I didn’t talk about it properly for quite a while much to my friends’ and family’s frustration. I was embarrassed to say the least and I just wanted to forget about it, and this behaviour ended up causing an enormous argument between Dave and myself one night. We’ve never done that before, but shit truly went down with slamming doors and shouting at each other and I’m quite sure he called me every name under the sun – but he was right. I was being totally selfish; I owed everyone a conversation about it at the very least instead of trying to forget that it happened. Eventually I did when I felt within myself that I’d accepted it and made peace with it. I really wasn’t thinking correctly, and I really wasn’t myself either. I can talk about it quite openly now – I don’t mean that I’ll just randomly bring it up, but if anyone asks me questions I really don’t have an issue with talking about it. In my view, it happened, it’s done, so move on.

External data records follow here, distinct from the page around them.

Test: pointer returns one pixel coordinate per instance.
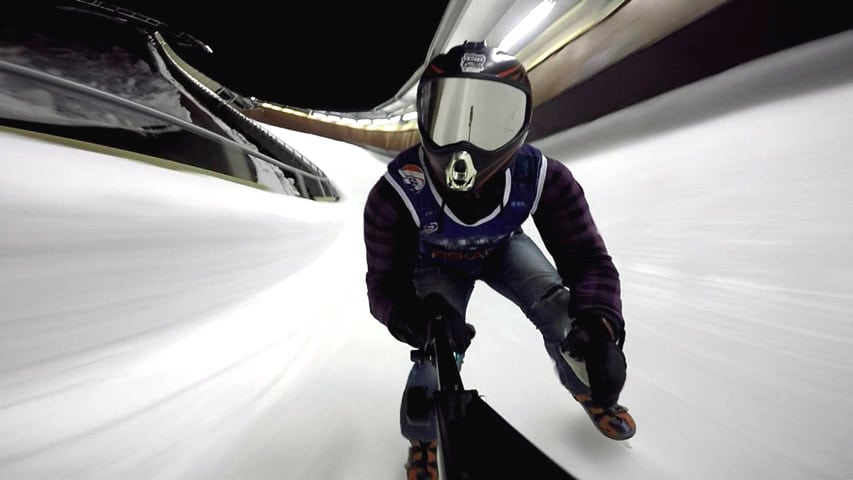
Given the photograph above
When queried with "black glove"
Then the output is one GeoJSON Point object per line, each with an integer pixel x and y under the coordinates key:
{"type": "Point", "coordinates": [592, 340]}
{"type": "Point", "coordinates": [411, 322]}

It’s safe to say I am a totally different person and in a totally better place than I was then. It’s actually kind of amazing how rapidly I bounced back, and actually came up stronger than I thought I could have been. Things have turned around considerably in a relatively short space of time and that’s quite amazing really. It just goes to show that we are often much more resilient than we realise or give ourselves credit for.